Adrian doesn’t look at her. His jaw’s set in a way that reminds me of how he was with Lucian—the expression he wore while Father lectured him about weakness, about control, about becoming the perfect heir.

“The doctor says I’m healing normally.” His voice is flat, controlled.

“Normally.” Mother laughs. It’s nothing like her usual warm chuckle. This is cruel and mocking. “Nothing about your survival was normal, darling. Some might call it miraculous. Others might call it… unfortunate.”

The folder slips from my fingers. Unfortunate? What the fuck does that mean? Why would she?—

“You were supposed to?—”

I burst through the door before she can finish. Both of them turn toward me, and I watch something impossible happen.

Mother’s face transforms.

The cold cruelty vanishes like it never existed. Warmth floods her features, concern softening the harsh lines the shadows had carved. The change happens so fast I wonder if I imagined the woman I’d glimpsed through the doors. If the whiskey’s playing tricks on me.
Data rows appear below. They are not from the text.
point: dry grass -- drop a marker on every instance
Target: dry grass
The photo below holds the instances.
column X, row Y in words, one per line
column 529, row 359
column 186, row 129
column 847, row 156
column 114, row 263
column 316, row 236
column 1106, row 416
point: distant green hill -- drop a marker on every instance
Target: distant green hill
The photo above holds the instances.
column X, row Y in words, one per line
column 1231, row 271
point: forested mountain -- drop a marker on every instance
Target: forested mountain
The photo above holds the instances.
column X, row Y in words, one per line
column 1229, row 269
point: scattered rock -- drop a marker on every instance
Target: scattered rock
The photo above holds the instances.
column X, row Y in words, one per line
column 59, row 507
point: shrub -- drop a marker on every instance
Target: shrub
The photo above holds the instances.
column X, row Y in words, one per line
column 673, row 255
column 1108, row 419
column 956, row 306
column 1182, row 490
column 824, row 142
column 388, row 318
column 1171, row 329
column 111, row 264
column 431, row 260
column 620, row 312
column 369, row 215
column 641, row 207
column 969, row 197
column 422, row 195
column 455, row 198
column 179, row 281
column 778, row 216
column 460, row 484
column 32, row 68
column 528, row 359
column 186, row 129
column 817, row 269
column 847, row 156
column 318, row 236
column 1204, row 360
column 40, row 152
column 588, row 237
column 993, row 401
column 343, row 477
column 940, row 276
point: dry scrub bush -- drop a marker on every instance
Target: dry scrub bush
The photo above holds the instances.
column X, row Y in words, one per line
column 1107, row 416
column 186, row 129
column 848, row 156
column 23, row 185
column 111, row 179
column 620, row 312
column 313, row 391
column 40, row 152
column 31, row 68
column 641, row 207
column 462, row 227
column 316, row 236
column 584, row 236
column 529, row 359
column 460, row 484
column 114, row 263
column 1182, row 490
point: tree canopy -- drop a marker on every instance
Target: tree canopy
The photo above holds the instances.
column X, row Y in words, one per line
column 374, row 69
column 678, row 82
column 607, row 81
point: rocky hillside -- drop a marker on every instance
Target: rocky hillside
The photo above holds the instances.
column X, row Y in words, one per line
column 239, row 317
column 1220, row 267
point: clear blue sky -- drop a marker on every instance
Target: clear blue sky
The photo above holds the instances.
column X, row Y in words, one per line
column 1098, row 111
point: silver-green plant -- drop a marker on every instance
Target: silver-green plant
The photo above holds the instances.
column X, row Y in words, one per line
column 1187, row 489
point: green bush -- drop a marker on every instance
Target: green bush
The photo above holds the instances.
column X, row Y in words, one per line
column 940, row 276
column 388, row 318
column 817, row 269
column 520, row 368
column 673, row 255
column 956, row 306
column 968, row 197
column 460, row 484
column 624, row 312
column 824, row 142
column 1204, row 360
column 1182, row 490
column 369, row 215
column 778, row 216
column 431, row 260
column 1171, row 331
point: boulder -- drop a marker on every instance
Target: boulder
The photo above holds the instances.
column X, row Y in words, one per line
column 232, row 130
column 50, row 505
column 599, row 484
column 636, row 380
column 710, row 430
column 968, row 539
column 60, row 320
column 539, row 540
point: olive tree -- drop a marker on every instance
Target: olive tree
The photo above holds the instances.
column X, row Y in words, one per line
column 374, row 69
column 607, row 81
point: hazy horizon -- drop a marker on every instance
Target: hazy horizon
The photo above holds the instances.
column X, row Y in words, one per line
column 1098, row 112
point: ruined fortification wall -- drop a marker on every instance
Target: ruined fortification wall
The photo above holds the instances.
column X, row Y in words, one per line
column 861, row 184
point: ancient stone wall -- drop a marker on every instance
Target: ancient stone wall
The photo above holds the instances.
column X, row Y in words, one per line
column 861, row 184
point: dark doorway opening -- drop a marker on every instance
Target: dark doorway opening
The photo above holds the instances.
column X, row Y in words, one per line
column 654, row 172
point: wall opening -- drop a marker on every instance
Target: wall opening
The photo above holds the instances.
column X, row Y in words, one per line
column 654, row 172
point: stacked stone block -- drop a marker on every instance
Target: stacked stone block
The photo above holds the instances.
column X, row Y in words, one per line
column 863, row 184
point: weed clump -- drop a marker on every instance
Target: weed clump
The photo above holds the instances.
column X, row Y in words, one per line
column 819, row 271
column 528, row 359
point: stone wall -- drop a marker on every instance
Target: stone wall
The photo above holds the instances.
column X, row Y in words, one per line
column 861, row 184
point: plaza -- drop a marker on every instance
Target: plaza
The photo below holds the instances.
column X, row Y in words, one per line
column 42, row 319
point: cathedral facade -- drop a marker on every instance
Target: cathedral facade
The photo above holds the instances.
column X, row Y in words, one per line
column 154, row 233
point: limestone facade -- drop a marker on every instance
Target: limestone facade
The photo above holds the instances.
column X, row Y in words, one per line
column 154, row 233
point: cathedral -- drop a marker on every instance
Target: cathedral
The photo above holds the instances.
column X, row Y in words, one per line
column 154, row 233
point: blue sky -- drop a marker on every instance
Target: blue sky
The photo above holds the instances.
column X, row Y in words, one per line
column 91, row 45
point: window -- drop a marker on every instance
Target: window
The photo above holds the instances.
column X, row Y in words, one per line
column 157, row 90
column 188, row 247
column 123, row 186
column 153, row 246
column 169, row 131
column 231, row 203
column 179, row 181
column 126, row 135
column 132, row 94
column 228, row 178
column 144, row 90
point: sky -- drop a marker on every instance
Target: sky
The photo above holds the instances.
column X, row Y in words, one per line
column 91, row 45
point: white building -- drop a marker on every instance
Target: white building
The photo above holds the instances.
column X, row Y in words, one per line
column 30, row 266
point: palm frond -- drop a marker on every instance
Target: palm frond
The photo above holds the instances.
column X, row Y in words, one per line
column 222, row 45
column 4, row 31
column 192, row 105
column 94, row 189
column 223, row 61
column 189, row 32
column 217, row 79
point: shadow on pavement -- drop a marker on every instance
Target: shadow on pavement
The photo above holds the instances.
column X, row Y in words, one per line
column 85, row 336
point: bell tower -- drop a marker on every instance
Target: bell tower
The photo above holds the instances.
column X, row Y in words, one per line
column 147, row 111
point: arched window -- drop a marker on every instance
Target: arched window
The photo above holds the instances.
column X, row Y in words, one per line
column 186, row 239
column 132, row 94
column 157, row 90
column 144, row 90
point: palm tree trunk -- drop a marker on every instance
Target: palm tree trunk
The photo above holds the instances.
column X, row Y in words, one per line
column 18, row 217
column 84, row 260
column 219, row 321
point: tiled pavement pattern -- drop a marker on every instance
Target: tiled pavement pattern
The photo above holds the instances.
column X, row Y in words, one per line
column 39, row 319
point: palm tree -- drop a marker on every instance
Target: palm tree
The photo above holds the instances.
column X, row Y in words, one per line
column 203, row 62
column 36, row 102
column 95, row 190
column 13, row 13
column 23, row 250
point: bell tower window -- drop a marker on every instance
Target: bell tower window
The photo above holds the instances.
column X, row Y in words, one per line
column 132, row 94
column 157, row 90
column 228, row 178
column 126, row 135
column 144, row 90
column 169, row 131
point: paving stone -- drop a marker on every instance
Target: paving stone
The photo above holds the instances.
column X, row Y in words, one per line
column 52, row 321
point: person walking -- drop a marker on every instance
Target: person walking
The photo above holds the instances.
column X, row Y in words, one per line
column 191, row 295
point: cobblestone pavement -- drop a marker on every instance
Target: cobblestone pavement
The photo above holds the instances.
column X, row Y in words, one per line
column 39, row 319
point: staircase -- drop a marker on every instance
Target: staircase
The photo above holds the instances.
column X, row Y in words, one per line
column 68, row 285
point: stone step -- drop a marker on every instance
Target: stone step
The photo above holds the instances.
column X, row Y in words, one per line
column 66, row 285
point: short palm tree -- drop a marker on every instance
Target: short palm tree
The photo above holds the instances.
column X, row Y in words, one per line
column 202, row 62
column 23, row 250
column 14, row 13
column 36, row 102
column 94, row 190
Yes. It must be the whiskey.

“Julian, darling!” She rises from the couch, gliding toward me. “So good to see you.”

I stare at her, searching for any hint of the creature I’d witnessed. But there’s nothing. Just my mother,looking at me with those concerned eyes that have comforted me through every nightmare.

Except now I’m wondering if she was the nightmare all along.

No. No, that’s not true.

“I just… I need to speak with Adrian. Alone.”

She smiles, touching my cheek with gentle fingers. “Of course, dear. I was just keeping him company. He gets so lonely during his recovery.”

She glides past, her heels clicking. The sound follows her down the hall until silence swallows it.

I stand in the doorway, staring at my brother. He hasn’t moved from his spot on the couch, but he’s tense. His knuckles are white where they grip the book he’s not reading.

I clear my throat, still feeling too hazy from the booze. I don’t know what the hell to say.

Adrian turns to meet my gaze, and what I see there pisses me off: pity. Fucking pity. Like I’m some pathetic child who’s about to learn Santa isn’t real.

“What did you hear?” His voice is careful in that way that means he’s calculating every word.

“I’m drunk,” I say like it explains everything. Maybe it does. I think I imagined the whole thing. Mother loves Adrian. The whiskey’s playing tricks, has to be. Making me see monsters where there’s only the woman who sang me to sleep.